ToneCheck is a service that checks the “tone” of your email and prevents you from sending an angry and highly copyable message. No reason this service couldn’t also be adapted for sexual innuendos and scheduling late night connections with a woman who isn’t your wife. Utilize the endless volume of spam blocking software to look out for sexually-charged keywords.

Step 6 – Apply service to all forms of messaging

All this technology should then be adopted for all forms of communications: Twitter, Facebook, blogging, email, SMS/MMS, and more. Apple has actually been working on an anti-sexting patent for years all in the guise of protecting teenagers. They’re not the ones who really need it. Congressmen do.

Stock photos courtesy of Shutterstock.

{ 5 comments… read them below or add one }

anonymous June 17, 2011 at 6:08 pm

We need politicians with rationale, not devices that disguise our politicians as rational.  The latter would only be disingenuous.

Bryan Cromlish June 21, 2011 at 1:50 pm

This is a great post David – Thanks for including ToneCheck in this post, we definitely think it could of helped Anthony

Bryan Cromlish
Lymbix Inc

David Spark June 21, 2011 at 4:33 pm

Since Anthony didn't have common sense, he needed some technological solutions like ToneCheck. :)

Facebook User June 21, 2011 at 7:13 pm

I disagree that we need more technology to stop ourselves from acting in a way that hurts ourselves and others (think of Anthony Weiner's spouse). 

We need more wisdom and compassion, not more gadgets or software. All these things make people lazy and make them feel they can put the responsibility on an inanimate object. 

Unfortunately nobody teaches compassion anymore. Wisdom is a word that seems to exist in ancient texts and is never ever raised in modern conversations.

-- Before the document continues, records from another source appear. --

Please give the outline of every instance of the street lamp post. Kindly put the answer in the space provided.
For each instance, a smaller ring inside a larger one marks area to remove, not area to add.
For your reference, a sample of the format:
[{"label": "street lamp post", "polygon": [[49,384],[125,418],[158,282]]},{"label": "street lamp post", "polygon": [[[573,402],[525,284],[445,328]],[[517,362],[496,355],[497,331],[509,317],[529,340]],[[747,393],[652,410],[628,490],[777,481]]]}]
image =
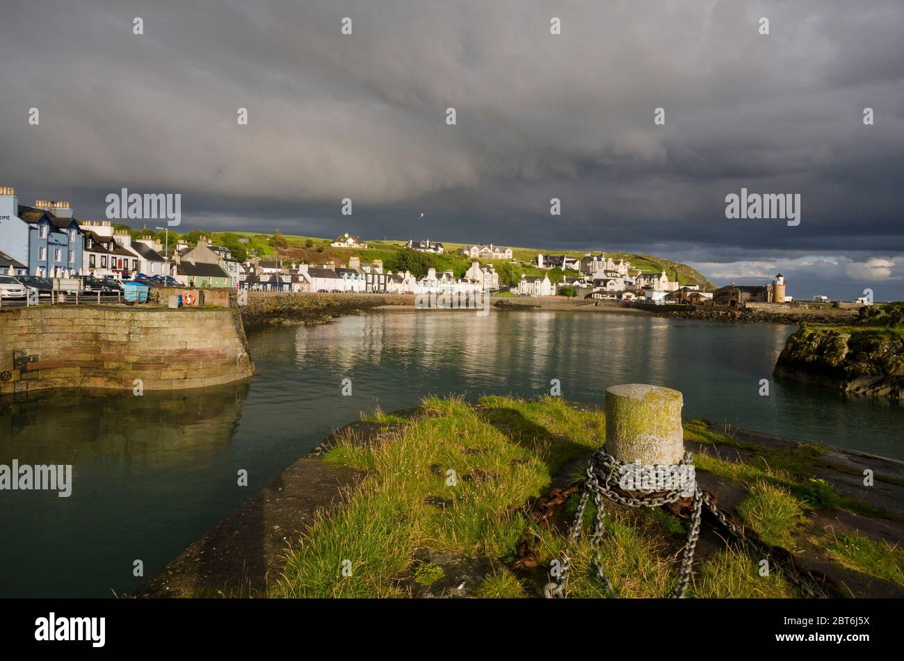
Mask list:
[{"label": "street lamp post", "polygon": [[163,229],[165,234],[164,235],[164,261],[166,262],[166,275],[169,275],[169,226],[165,228],[157,228],[158,231]]}]

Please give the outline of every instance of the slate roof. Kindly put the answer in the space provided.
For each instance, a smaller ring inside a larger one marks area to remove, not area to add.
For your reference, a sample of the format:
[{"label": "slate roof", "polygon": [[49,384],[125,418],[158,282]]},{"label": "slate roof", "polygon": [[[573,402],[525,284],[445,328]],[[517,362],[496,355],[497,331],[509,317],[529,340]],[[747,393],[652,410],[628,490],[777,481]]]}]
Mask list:
[{"label": "slate roof", "polygon": [[183,262],[176,266],[177,273],[180,275],[201,275],[202,277],[214,277],[214,278],[228,278],[229,274],[220,268],[217,264],[204,264],[202,262],[197,262],[192,264],[191,262]]},{"label": "slate roof", "polygon": [[338,278],[335,272],[331,268],[320,268],[318,266],[308,267],[307,275],[312,278]]},{"label": "slate roof", "polygon": [[43,209],[26,207],[24,204],[19,205],[19,210],[16,213],[16,216],[24,220],[26,223],[36,223],[41,220],[41,219],[46,217],[51,225],[55,227],[57,229],[68,229],[70,225],[73,222],[78,223],[74,218],[57,218],[50,211]]},{"label": "slate roof", "polygon": [[20,264],[4,252],[0,252],[0,266],[4,268],[9,268],[10,266],[13,266],[13,268],[25,268],[24,264]]}]

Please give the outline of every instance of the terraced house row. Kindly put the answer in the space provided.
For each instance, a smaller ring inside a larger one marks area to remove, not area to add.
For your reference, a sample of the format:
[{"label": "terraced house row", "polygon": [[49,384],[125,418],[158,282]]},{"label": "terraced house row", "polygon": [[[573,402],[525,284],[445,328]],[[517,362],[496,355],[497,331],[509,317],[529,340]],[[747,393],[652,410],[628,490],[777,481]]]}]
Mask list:
[{"label": "terraced house row", "polygon": [[0,274],[71,278],[170,276],[189,286],[235,287],[240,264],[227,248],[202,237],[178,243],[165,256],[150,236],[133,240],[109,220],[78,220],[68,201],[22,204],[15,189],[0,186]]}]

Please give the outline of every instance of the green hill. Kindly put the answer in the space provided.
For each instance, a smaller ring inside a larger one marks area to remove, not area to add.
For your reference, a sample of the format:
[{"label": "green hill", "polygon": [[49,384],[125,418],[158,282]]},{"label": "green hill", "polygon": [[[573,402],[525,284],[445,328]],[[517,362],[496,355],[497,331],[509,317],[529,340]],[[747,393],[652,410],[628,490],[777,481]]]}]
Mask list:
[{"label": "green hill", "polygon": [[[138,230],[133,230],[137,234]],[[163,240],[163,233],[160,232],[160,239]],[[190,244],[197,242],[198,237],[205,235],[209,239],[218,245],[226,246],[233,251],[240,261],[244,260],[247,255],[258,255],[259,256],[282,257],[292,259],[297,262],[307,262],[309,264],[325,264],[334,262],[336,265],[345,264],[353,255],[358,256],[362,262],[371,262],[374,259],[381,259],[385,268],[398,271],[410,270],[417,276],[421,276],[427,273],[427,269],[433,266],[437,271],[451,270],[456,277],[461,277],[471,265],[471,259],[460,254],[461,248],[466,245],[462,243],[452,243],[444,241],[446,248],[445,255],[429,255],[426,253],[417,253],[404,248],[404,241],[386,240],[367,242],[367,249],[337,248],[330,246],[333,238],[323,238],[321,237],[304,237],[291,234],[262,234],[259,232],[204,232],[202,230],[193,230],[192,232],[181,235],[180,238],[186,240]],[[246,239],[247,243],[241,243],[240,238]],[[175,241],[175,233],[170,232],[169,241],[172,246]],[[566,276],[576,275],[575,272],[567,271],[563,273],[561,269],[552,269],[544,271],[537,268],[532,264],[537,253],[551,255],[568,255],[569,256],[580,258],[588,250],[551,250],[546,248],[512,247],[512,261],[505,259],[481,260],[485,264],[492,264],[497,273],[499,273],[500,284],[506,286],[514,286],[521,279],[522,274],[528,275],[538,275],[546,273],[553,282],[560,282]],[[674,279],[677,275],[678,282],[682,284],[699,284],[703,289],[714,289],[716,287],[702,275],[684,264],[673,262],[662,257],[650,255],[634,255],[629,253],[606,253],[613,259],[626,259],[633,267],[632,275],[637,270],[660,272],[665,271],[669,279]]]}]

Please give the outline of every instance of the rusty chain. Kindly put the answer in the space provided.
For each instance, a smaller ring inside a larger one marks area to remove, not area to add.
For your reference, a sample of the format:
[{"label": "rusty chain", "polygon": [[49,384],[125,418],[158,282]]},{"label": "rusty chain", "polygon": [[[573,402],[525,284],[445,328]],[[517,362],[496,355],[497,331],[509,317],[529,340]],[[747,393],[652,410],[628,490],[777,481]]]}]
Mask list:
[{"label": "rusty chain", "polygon": [[[691,452],[687,452],[684,455],[684,459],[677,465],[690,466],[692,465],[692,463],[693,457]],[[603,497],[605,496],[609,500],[629,507],[659,507],[664,505],[673,503],[682,498],[682,493],[679,490],[671,490],[664,493],[656,491],[619,492],[616,490],[612,485],[612,481],[616,480],[616,484],[617,484],[617,478],[616,476],[622,471],[623,467],[628,465],[629,464],[623,461],[619,461],[611,454],[606,452],[602,448],[594,452],[590,461],[588,462],[587,479],[584,481],[580,489],[580,500],[578,503],[578,509],[575,512],[574,521],[571,523],[568,535],[571,542],[577,542],[580,538],[583,530],[584,512],[587,509],[587,504],[590,495],[592,494],[593,502],[597,508],[596,516],[594,517],[593,530],[589,537],[590,544],[597,549],[597,554],[593,559],[593,566],[597,578],[599,580],[600,583],[602,583],[603,588],[606,591],[606,595],[611,598],[617,598],[618,597],[618,594],[613,588],[612,582],[606,575],[606,572],[603,568],[602,554],[598,551],[599,543],[602,540],[604,534],[604,519],[606,517]],[[713,516],[716,521],[718,521],[719,524],[742,545],[747,546],[750,550],[759,552],[764,556],[770,555],[769,550],[764,545],[746,535],[742,528],[735,525],[731,519],[726,517],[726,515],[716,507],[711,495],[705,493],[702,489],[701,489],[697,486],[696,480],[694,480],[692,488],[693,499],[691,507],[691,522],[688,529],[687,539],[682,552],[682,562],[678,574],[678,585],[669,595],[670,598],[673,599],[683,599],[684,594],[687,591],[687,588],[690,585],[693,565],[693,555],[697,547],[697,540],[700,537],[700,525],[704,507],[706,510]],[[804,593],[805,596],[810,598],[824,598],[826,596],[822,590],[818,587],[815,587],[811,584],[810,581],[805,579],[792,563],[788,563],[787,564],[788,566],[786,566],[786,563],[776,563],[776,566],[779,569],[779,571],[781,571],[782,573],[788,578]],[[553,572],[551,569],[552,581],[543,586],[543,594],[546,598],[564,599],[565,587],[568,583],[568,574],[570,571],[570,559],[567,554],[563,554],[558,571]]]}]

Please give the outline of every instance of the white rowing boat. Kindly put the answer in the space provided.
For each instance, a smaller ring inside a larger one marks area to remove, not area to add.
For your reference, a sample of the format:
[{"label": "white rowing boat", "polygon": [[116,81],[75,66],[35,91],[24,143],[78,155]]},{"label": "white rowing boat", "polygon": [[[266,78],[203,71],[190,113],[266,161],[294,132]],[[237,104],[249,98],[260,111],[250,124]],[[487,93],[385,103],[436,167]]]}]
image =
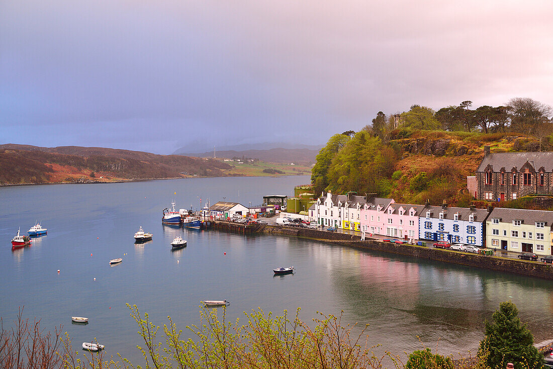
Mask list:
[{"label": "white rowing boat", "polygon": [[206,306],[226,306],[227,304],[229,305],[231,304],[231,303],[226,300],[205,300],[202,302]]}]

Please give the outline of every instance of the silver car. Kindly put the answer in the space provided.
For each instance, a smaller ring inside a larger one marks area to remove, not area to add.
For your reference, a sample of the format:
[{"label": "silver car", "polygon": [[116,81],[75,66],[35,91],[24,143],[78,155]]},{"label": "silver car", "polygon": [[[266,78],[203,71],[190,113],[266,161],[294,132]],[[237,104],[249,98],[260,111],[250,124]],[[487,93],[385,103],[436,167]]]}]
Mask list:
[{"label": "silver car", "polygon": [[465,247],[465,245],[462,243],[456,243],[455,245],[451,245],[452,250],[456,250],[457,251],[466,251],[467,248]]}]

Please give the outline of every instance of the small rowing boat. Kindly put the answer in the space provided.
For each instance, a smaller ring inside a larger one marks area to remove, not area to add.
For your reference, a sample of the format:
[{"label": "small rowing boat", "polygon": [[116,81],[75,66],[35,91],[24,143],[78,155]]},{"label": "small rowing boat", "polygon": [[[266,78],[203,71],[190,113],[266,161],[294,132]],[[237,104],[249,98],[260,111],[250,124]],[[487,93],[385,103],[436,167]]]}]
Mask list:
[{"label": "small rowing boat", "polygon": [[226,306],[227,304],[230,305],[231,303],[226,300],[205,300],[202,302],[206,306]]},{"label": "small rowing boat", "polygon": [[82,316],[71,316],[71,320],[76,323],[86,323],[88,321],[88,318]]}]

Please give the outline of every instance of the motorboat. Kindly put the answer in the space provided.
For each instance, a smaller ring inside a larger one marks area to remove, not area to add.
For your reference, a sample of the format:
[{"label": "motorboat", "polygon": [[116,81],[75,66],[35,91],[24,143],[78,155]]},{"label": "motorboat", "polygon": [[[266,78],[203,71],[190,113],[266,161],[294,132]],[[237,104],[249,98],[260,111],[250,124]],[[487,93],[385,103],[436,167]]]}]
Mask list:
[{"label": "motorboat", "polygon": [[89,351],[97,351],[98,350],[103,349],[104,347],[103,345],[98,345],[90,342],[82,342],[82,348]]},{"label": "motorboat", "polygon": [[22,247],[28,245],[30,245],[31,239],[28,236],[20,236],[19,231],[21,228],[17,230],[17,235],[12,238],[12,248]]},{"label": "motorboat", "polygon": [[40,223],[37,222],[36,224],[31,227],[30,229],[27,231],[27,232],[29,232],[29,236],[39,236],[40,235],[45,235],[46,230],[45,228],[42,227]]},{"label": "motorboat", "polygon": [[173,210],[166,207],[163,209],[163,216],[161,217],[161,222],[165,224],[180,224],[182,221],[180,213],[175,210],[175,202],[171,203]]},{"label": "motorboat", "polygon": [[273,271],[275,274],[286,274],[289,273],[294,272],[294,267],[289,267],[288,268],[284,268],[283,267],[279,267],[276,269],[273,269]]},{"label": "motorboat", "polygon": [[205,300],[202,302],[206,306],[226,306],[227,304],[228,305],[231,304],[231,303],[226,300],[223,300],[222,301],[220,300]]},{"label": "motorboat", "polygon": [[177,236],[173,240],[173,242],[171,242],[171,246],[173,246],[173,248],[180,248],[181,247],[186,247],[186,240],[182,240],[182,237],[180,236]]},{"label": "motorboat", "polygon": [[153,236],[153,235],[152,233],[144,232],[144,230],[142,229],[142,226],[140,226],[138,232],[134,233],[134,241],[137,242],[142,242],[148,240],[152,240]]}]

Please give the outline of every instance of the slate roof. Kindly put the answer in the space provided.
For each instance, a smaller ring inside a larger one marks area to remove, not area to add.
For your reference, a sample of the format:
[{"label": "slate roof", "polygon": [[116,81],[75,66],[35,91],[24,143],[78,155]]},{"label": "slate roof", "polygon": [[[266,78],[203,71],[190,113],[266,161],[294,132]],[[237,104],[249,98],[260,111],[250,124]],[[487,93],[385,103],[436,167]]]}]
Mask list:
[{"label": "slate roof", "polygon": [[523,224],[533,225],[536,222],[545,222],[547,227],[553,226],[553,211],[545,210],[529,210],[526,209],[509,209],[495,207],[488,218],[499,218],[500,222],[511,223],[513,220],[521,220]]},{"label": "slate roof", "polygon": [[547,151],[541,153],[494,153],[488,154],[482,160],[476,171],[483,172],[488,164],[493,168],[494,171],[499,171],[501,168],[505,168],[506,171],[510,171],[514,167],[520,169],[526,164],[526,160],[538,171],[542,167],[546,171],[553,169],[553,152]]},{"label": "slate roof", "polygon": [[474,214],[474,215],[473,221],[481,222],[484,221],[486,217],[488,216],[488,210],[486,209],[474,209],[474,210],[471,210],[469,207],[450,207],[448,206],[446,207],[445,209],[442,209],[441,206],[429,205],[421,210],[420,213],[419,213],[419,216],[426,217],[426,212],[429,210],[432,212],[430,215],[430,217],[436,219],[440,218],[440,213],[442,211],[444,212],[444,219],[453,220],[453,214],[458,213],[459,220],[467,221],[468,221],[468,216],[471,214]]}]

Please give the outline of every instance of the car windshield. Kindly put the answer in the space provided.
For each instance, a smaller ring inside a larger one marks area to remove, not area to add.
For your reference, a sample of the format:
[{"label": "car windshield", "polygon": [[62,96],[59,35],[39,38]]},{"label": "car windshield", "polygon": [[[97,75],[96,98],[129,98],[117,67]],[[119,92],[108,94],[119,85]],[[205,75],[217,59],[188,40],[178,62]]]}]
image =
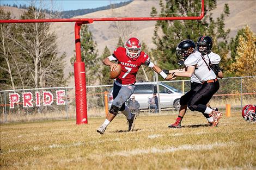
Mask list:
[{"label": "car windshield", "polygon": [[168,86],[168,85],[167,85],[166,84],[162,84],[163,85],[166,86],[166,87],[167,87],[168,88],[170,89],[170,90],[172,90],[172,91],[175,92],[177,92],[177,93],[182,93],[181,91],[179,91],[179,90],[178,89],[176,89],[172,86]]}]

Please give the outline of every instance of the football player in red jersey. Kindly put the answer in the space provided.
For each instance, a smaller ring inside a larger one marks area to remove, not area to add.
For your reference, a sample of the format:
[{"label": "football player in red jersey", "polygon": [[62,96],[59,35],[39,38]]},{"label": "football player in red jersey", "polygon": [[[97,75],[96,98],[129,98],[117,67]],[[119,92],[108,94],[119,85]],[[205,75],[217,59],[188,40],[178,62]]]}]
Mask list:
[{"label": "football player in red jersey", "polygon": [[129,124],[129,131],[132,131],[134,128],[135,120],[136,115],[131,114],[125,103],[131,95],[133,93],[136,82],[136,74],[142,65],[147,65],[159,73],[164,79],[167,75],[157,65],[150,61],[148,54],[141,51],[141,43],[135,37],[129,39],[125,47],[118,47],[114,54],[105,58],[102,62],[110,66],[111,70],[117,68],[117,63],[111,61],[118,61],[121,65],[121,72],[119,76],[114,81],[112,102],[108,114],[103,123],[97,129],[97,132],[103,134],[109,123],[117,116],[118,111],[121,111],[126,117]]}]

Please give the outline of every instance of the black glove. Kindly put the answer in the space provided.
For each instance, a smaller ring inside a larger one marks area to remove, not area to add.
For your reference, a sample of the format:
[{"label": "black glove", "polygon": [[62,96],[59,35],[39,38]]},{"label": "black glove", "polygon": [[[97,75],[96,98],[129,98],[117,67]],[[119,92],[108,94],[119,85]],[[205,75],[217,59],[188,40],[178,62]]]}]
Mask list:
[{"label": "black glove", "polygon": [[181,67],[184,67],[185,66],[185,63],[184,63],[184,60],[181,60],[178,61],[178,64],[181,66]]},{"label": "black glove", "polygon": [[169,70],[162,70],[162,71],[166,74],[169,74]]},{"label": "black glove", "polygon": [[218,64],[213,64],[210,65],[210,67],[211,70],[212,70],[215,73],[215,75],[218,75],[218,73],[222,71]]}]

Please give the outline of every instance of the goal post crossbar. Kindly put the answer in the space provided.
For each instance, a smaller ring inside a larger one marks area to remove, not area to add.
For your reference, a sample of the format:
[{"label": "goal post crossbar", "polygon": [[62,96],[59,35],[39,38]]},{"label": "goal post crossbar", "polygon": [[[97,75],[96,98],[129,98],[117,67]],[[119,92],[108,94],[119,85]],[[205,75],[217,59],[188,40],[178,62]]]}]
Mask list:
[{"label": "goal post crossbar", "polygon": [[204,0],[201,0],[201,14],[199,16],[169,17],[115,17],[93,18],[57,18],[39,20],[0,20],[0,23],[71,22],[75,24],[76,61],[74,62],[74,77],[76,91],[76,124],[87,124],[87,104],[86,99],[86,79],[85,63],[81,60],[80,29],[82,24],[90,24],[97,21],[129,21],[160,20],[200,20],[204,16]]}]

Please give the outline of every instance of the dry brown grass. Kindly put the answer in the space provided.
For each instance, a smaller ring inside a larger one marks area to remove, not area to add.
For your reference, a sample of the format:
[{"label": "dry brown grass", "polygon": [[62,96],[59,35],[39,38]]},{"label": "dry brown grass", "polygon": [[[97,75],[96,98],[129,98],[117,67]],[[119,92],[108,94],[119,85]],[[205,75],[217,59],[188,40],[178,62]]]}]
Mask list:
[{"label": "dry brown grass", "polygon": [[1,124],[1,169],[256,169],[256,124],[240,113],[211,128],[188,112],[180,129],[167,128],[175,114],[163,115],[139,116],[132,132],[119,115],[102,135],[103,118]]}]

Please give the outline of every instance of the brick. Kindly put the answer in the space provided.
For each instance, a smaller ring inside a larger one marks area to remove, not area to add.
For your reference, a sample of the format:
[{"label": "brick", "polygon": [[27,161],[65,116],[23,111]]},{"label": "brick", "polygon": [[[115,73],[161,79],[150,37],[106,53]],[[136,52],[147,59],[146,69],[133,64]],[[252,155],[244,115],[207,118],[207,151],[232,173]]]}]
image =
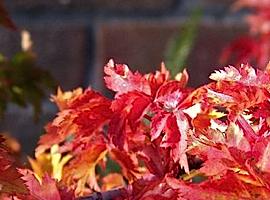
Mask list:
[{"label": "brick", "polygon": [[171,8],[178,0],[8,0],[6,5],[11,9],[79,9],[79,10],[142,10],[161,11]]},{"label": "brick", "polygon": [[[30,25],[34,52],[40,67],[49,70],[59,85],[82,85],[86,65],[86,31],[79,25]],[[0,52],[11,56],[20,50],[20,34],[0,30]]]},{"label": "brick", "polygon": [[[127,63],[133,70],[150,72],[164,61],[164,51],[170,38],[181,31],[179,20],[119,20],[101,22],[97,31],[98,50],[96,83],[102,80],[102,66],[113,58],[117,63]],[[189,56],[187,69],[190,85],[198,86],[208,81],[209,74],[219,66],[218,59],[223,47],[243,26],[221,22],[203,22],[198,38]],[[102,83],[99,82],[102,88]]]}]

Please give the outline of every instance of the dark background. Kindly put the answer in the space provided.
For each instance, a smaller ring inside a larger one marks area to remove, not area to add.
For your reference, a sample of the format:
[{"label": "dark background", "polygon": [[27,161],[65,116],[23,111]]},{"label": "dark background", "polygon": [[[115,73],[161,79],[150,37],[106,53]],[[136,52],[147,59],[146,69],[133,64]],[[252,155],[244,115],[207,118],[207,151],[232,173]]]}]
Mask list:
[{"label": "dark background", "polygon": [[[52,72],[64,90],[91,86],[101,92],[108,59],[150,72],[164,61],[169,39],[181,31],[189,13],[203,12],[198,38],[187,62],[190,85],[207,83],[220,67],[225,44],[247,32],[232,0],[5,0],[11,18],[30,31],[41,67]],[[20,33],[0,28],[0,52],[20,50]],[[49,96],[48,96],[49,99]],[[23,151],[32,154],[43,126],[56,108],[44,103],[41,121],[34,124],[31,108],[10,106],[0,130],[15,135]]]}]

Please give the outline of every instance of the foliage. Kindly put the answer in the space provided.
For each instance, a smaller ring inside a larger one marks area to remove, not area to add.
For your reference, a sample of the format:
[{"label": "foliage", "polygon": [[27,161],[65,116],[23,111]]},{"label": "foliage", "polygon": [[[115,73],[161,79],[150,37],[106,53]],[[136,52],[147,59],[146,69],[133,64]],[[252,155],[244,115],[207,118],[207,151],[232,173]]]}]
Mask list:
[{"label": "foliage", "polygon": [[249,34],[243,35],[228,45],[221,56],[221,62],[250,63],[259,68],[267,65],[270,58],[270,1],[237,0],[234,9],[248,8],[252,11],[246,17]]},{"label": "foliage", "polygon": [[194,10],[189,20],[181,28],[181,32],[173,37],[167,45],[165,60],[172,76],[185,68],[188,56],[196,41],[200,18],[201,10]]},{"label": "foliage", "polygon": [[10,30],[17,30],[16,25],[14,24],[14,22],[12,21],[8,12],[5,9],[3,0],[0,0],[0,25]]},{"label": "foliage", "polygon": [[48,88],[54,88],[54,80],[48,71],[37,67],[35,55],[22,51],[11,59],[0,55],[0,114],[8,103],[21,107],[31,104],[35,118],[41,112],[41,101]]},{"label": "foliage", "polygon": [[[186,87],[186,71],[172,79],[164,65],[143,75],[110,60],[104,71],[114,99],[59,89],[52,96],[59,113],[40,138],[34,173],[17,176],[29,192],[2,182],[9,189],[1,193],[74,199],[121,188],[117,199],[270,198],[269,66],[225,67],[197,89]],[[108,173],[109,160],[120,171]]]}]

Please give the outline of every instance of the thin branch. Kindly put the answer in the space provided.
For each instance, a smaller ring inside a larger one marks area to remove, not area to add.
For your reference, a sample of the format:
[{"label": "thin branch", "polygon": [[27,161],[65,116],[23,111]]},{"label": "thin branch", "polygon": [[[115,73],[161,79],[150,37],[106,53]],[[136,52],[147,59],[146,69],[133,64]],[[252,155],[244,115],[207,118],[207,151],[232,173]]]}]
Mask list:
[{"label": "thin branch", "polygon": [[106,192],[96,192],[89,196],[79,197],[76,200],[112,200],[121,197],[123,193],[123,189],[115,189]]}]

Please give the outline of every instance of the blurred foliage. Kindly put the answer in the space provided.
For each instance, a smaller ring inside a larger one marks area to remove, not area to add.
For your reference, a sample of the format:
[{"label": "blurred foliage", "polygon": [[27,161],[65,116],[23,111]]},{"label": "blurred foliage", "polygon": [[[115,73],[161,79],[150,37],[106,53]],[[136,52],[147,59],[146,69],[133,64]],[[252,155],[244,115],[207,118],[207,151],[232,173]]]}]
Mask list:
[{"label": "blurred foliage", "polygon": [[180,33],[168,42],[165,50],[165,63],[173,76],[185,68],[186,61],[196,40],[200,18],[201,9],[192,11],[191,17],[183,25]]},{"label": "blurred foliage", "polygon": [[3,0],[0,0],[0,24],[11,30],[17,29],[3,5]]},{"label": "blurred foliage", "polygon": [[[14,22],[0,0],[0,25],[10,30],[17,30]],[[22,31],[22,51],[12,58],[0,54],[0,116],[3,117],[8,103],[20,107],[29,104],[34,108],[34,119],[41,113],[42,99],[48,89],[56,84],[50,73],[37,67],[32,41],[27,31]]]},{"label": "blurred foliage", "polygon": [[34,118],[41,113],[41,102],[47,89],[55,88],[50,73],[36,66],[31,51],[22,51],[11,59],[0,54],[0,115],[3,116],[8,103],[20,107],[28,104],[34,108]]}]

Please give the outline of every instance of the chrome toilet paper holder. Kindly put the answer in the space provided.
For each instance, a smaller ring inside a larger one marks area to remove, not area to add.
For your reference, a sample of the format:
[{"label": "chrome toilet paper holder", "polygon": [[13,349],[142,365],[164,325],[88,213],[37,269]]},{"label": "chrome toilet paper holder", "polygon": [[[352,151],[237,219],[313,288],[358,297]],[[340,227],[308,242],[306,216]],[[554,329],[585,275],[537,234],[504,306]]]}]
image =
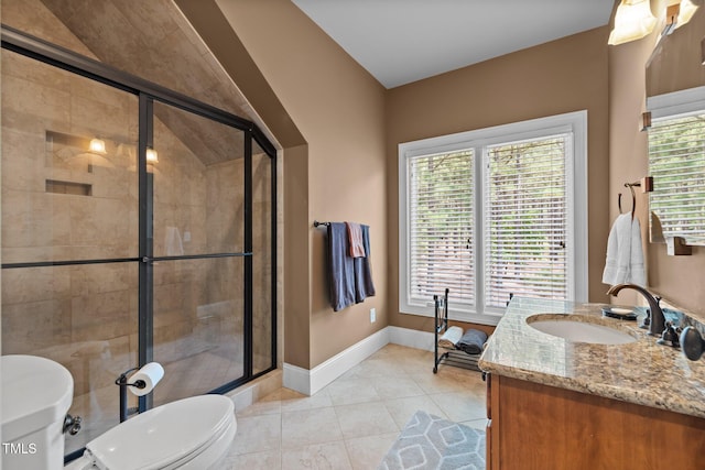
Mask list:
[{"label": "chrome toilet paper holder", "polygon": [[137,413],[137,408],[128,409],[128,386],[134,386],[137,389],[144,389],[147,386],[147,382],[143,380],[137,380],[134,383],[128,382],[128,374],[138,370],[140,370],[140,368],[127,370],[115,381],[115,384],[120,387],[120,423],[128,419],[129,412]]}]

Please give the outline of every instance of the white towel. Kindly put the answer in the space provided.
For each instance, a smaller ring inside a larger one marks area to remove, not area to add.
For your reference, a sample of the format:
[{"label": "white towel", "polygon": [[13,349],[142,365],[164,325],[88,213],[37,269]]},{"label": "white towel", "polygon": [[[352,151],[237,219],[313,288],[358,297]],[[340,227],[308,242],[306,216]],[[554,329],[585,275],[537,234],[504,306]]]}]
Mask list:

Thinking carefully before opening our mouths (or in Anthony Weiner's case, unzipping his fly and pressing the click button on his phone) is so out of vogue right now. It's all about: multitasking, speed, and worst of all, the idea that if it feels good for me, that's all that counts. Until people realize it's not about the gadgets, that they are responsible for what happens around them, we will get more people like this making fools of themselves and hurting the people closest to them.

David Spark June 21, 2011 at 9:59 pm

Esme, I have to admit that I did write that piece not with all seriousness. Although my common joking nature doesn't come through in that piece. It was more of an argument to say that if we really wanted to, we could actually institute technology to save ourselves from being bumbling fools.